O’Neil of Purple Health offers the 45-minute Red Cross “Skill Boost: Opioid Overdose and Naloxone Administration.” He continues to add locations as he expands across of the country. The more of these types of courses that we can teach, then the greater impact that we can have,” he said. “If we can do our part and awareness increases, then maybe we can start to put a dent in this horrible crisis.”
A disease, not a character flaw
Treating opioid use disorders and other substance abuse cases as a disease, not a moral issue, is part of many training courses today. “It’s not anyone’s fault that they have this substance use disorder,” says Dr. Charlton. “Nobody grows up thinking that this is what they’re going to do with their life. We all want good jobs. We all want to be healthy and happy. It is a disease; it is not a moral issue.”
Beyond reacting to overdoses
“We can all do a great job of scrambling to react,” says O’Neil. “But if we didn’t have to do as much scrambling and reacting that would be even better.”
“If ... you see something that instinctively tells you maybe someone is experiencing a health problem, observe more closely and maybe say something like, ‘Do you mind if I just ask you a couple of questions about what you’re experiencing?’
Some employers are proactive. “We like to look down the road a little bit,” says Rootes. “Not that we can read the tea leaves all the time, 100 percent accurately. But we like to look down the road and see what’s coming so we can provide better training. And we have some clients who are really concerned about the opioid overdoses.”
Training (online, video or in the classroom) goes beyond the reactive “how to handle opioid emergencies.” “There is a very different vibe in the room,” says O’Neil. “There is a level of commitment or of concern that doesn’t exist to the same level when I’m teaching a basic First Aid and CPR class. When it comes to the opioid course, you can hear a pin drop. At any time, at any part of that course, people are tuned in, they’re hearing every word, and they feel they want and need to know the material.”
Life-and death-stakes
This intense commitment to understand and help comes from the life-or-death stakes of opioid use disorders and overdoses. “People want to know, ‘Hey, what can I do if my coworker falls down in front of me’,” says Rootes.
Education can boost looking out for each other, says O’Neil. “If we all look out for each other, if you see something that instinctively tells you maybe someone is experiencing a health problem, observe more closely and maybe say something like, ‘Do you mind if I just ask you a couple of questions about what you’re experiencing?’ Maybe it turns out to be a big nothing. Or maybe upon further questioning it turns out the person needs to get checked out.”
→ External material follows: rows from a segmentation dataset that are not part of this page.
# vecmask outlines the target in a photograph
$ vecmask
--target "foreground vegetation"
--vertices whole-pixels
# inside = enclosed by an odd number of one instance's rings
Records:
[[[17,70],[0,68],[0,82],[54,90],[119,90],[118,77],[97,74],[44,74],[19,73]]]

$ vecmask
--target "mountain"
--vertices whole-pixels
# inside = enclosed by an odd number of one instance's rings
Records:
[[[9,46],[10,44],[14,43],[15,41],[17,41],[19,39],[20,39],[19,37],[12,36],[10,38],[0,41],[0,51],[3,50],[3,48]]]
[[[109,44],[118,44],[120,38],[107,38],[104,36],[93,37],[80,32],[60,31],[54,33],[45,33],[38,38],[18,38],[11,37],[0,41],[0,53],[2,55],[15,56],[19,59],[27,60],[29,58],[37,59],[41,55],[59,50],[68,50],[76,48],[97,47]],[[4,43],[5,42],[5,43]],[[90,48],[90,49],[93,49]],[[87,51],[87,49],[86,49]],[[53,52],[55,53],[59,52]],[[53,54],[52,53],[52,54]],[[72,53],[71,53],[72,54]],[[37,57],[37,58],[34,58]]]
Looking out for each other is safety 101. It’s what behavior-based safety is all about. It’s embedded in the mantra, “If you see something, say something.” And many employers have come to see that such safety practices and other pays dividends. The payoff that comes with being proactive about opioid use disorder includes fewer injuries, reduced absenteeism, increased productivity, lower healthcare and workers’ comp costs (large employers spent $2.6 billion on treating opioid abuse and overdoses in 2016, according to the Peterson-Kaiser Health System tracker), increased job loyalty and increased health and wellbeing.
In 2023 there is no excuse for being ignorant about opioid use disorder and unprepared to deal with a crisis. There is too much education and training on the market. Too much media saturation on the issue. Just as many companies put dollars into safety programs, time and dollars must go to being proactive about the opioid scourge. It is a matter of life and death.